Their black SUV was just approaching one such overlook when Hollis said suddenly, “Hey, Reese, pull over up ahead.”

The valley below them was already partially shadowed, the late-afternoon sun beginning to sink behind the western mountains, but DeMarco didn’t hesitate to pull the SUV off the road and onto the wide overlook. No other vehicles were there.

He parked and shut off the engine, looking at his partner. “I can feel it too,” he said.

She looked at him, nodded, then opened her door. “I want to see if it’s visible.”

DeMarco got out as well, following her to the waist-high rock wall that looked natural but had clearly been built to prevent a careless tourist from taking a deadly fall down the mountain while admiring a truly stunning view of a lovely valley far below.

The mountain slopes below the overlook were unusually sheer here for the Appalachians; the very old mountains shouldering up against one another tended to be given more to gentle, rolling hills and rounded peaks blunted by time.

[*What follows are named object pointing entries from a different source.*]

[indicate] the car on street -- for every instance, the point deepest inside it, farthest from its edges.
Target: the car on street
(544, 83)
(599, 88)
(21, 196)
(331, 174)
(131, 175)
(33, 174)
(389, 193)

For the most part, the only raw, jagged features were due to the activities of man, the blasting of slopes and tunnels to provide for roads.

But what DeMarco saw appeared natural rather than carved by man. And the first thing he noticed when he joined Hollis at the wall and really looked around was that the same thing appeared to be true all around the big valley sprawling below them. None of the mountains he could see almost completely enclosing the valley ended near the valley floor in gentle undulations, tumbles of grass, or tree-covered hills, as was usual.

As much as he could see of the valley, wherever the mountains met the flatland, there were what looked like granite cliffs, sheer and towering.

DeMarco was about to comment on the weirdness of that when his easy connection with Hollis told him she was seeing or sensing something even weirder. He looked at her, recognizing the narrow-eyed, intense gaze of utter concentration as her striking blue eyes roamed slowly over the valley.

Even so, almost absently, she said, “I wonder if one day we’ll go into a case and not find yet another very strange and new thing almost right off the bat.”

“From the sound of what Bishop got from the sheriff and his deputy down there, we’ll be seeing plenty of strange. Plenty of crazy.”

“Uh-huh.” She turned her head and frowned at him. “You see anything strange?”

“Other than sheer cliffs rising above as much of the valley floor as I can see from here, no. What do you see?”

Her brows lifted slightly in question. “There weren’t any bad things on the island for us to use in practicing, so no way to know if it’ll still work with something I think is very bad. You game?”

“Of course,” he replied without hesitating.